The liver cancer cell line was suggested to be positively correlated with the aerobic glycolysis index for sorafenib IC50 concentration in the GDSC database. In the CCLE database, it was suggested that the concentration of sorafenib EC50 in the liver cancer cell line was positively correlated with the aerobic glycolysis index, as shown in fig. 7a, 7 b.

Among 67 patients with liver cancer who received sorafenib treatment in the "STORM" database, the aerobic glycolysis index was effective in predicting the sensitivity of the patients with liver cancer to sorafenib, with an area under the curve of 0.879, as shown in FIG. 8. The threshold 3.488 corresponds to a sensitivity of 0.905 and a specificity of 0.848.

The embodiment also provides a method for predicting the sensitivity of a patient to sorafenib therapy by using the method, which specifically comprises the following steps:

1. collecting tissue sample (such as operation specimen and puncture specimen) of liver cancer patient, and extracting total RNA in tissue.

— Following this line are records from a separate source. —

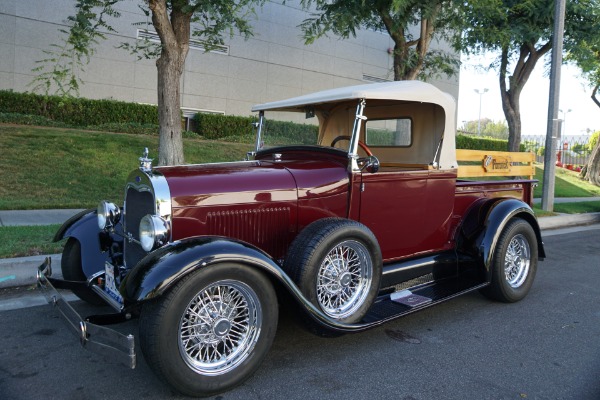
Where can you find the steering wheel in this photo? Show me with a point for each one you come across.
(361, 144)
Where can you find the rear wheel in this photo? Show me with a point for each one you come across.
(72, 270)
(211, 331)
(514, 263)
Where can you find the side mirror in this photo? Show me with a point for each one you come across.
(370, 164)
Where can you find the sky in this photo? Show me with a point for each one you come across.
(574, 95)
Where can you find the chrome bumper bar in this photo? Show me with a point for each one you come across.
(97, 338)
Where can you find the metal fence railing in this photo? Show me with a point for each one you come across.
(570, 150)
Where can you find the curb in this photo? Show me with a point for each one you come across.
(568, 221)
(22, 271)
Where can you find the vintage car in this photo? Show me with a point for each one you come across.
(357, 220)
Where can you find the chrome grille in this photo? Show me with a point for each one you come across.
(137, 205)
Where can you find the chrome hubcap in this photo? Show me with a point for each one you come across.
(517, 261)
(220, 327)
(344, 279)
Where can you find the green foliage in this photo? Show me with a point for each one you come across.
(412, 57)
(59, 72)
(490, 128)
(541, 151)
(69, 168)
(468, 142)
(593, 140)
(579, 148)
(239, 129)
(520, 34)
(77, 111)
(27, 119)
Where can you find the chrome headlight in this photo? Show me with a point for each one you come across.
(154, 232)
(109, 214)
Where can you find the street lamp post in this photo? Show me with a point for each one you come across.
(480, 93)
(564, 129)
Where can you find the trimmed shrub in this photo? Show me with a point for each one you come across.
(77, 111)
(482, 143)
(240, 129)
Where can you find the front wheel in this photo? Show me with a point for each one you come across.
(211, 331)
(514, 263)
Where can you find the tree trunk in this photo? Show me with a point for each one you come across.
(591, 171)
(170, 142)
(528, 57)
(174, 33)
(510, 105)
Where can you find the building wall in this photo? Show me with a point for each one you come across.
(273, 64)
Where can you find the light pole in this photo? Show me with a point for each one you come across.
(480, 93)
(564, 129)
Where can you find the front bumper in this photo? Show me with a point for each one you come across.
(97, 338)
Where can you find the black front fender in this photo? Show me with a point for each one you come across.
(484, 223)
(84, 227)
(156, 273)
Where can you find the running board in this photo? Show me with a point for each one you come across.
(395, 305)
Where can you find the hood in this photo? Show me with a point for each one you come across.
(253, 182)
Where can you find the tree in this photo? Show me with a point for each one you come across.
(175, 21)
(520, 32)
(591, 171)
(412, 55)
(587, 57)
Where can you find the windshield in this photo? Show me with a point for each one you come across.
(277, 130)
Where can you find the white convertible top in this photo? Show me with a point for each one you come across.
(421, 101)
(415, 91)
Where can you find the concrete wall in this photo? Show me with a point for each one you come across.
(272, 65)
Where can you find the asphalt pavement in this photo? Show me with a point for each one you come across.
(546, 346)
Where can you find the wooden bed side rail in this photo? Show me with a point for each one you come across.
(494, 163)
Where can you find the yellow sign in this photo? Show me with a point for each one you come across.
(496, 163)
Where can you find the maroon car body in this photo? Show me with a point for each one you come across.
(355, 235)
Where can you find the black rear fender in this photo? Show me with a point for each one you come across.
(483, 224)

2. And selecting a proper sequencing platform to detect the aerobic glycolysis index related gene, and calculating the aerobic glycolysis index.

3. And judging the aerobic glycolysis index level of the sample by referring to the optimal threshold value of the aerobic glycolysis index in the database according to the established aerobic glycolysis index database.

4. If the aerobic glycolysis index level of the detected sample is lower than the threshold value, the patient has better prognosis and is sensitive to the sorafenib therapy, and sorafenib adjuvant therapy can be performed to improve the prognosis. On the contrary, if the aerobic glycolysis index level of the detected sample is higher than the threshold value, the patient has poorer prognosis, is not sensitive to the sorafenib therapy and is not suitable for sorafenib adjuvant therapy.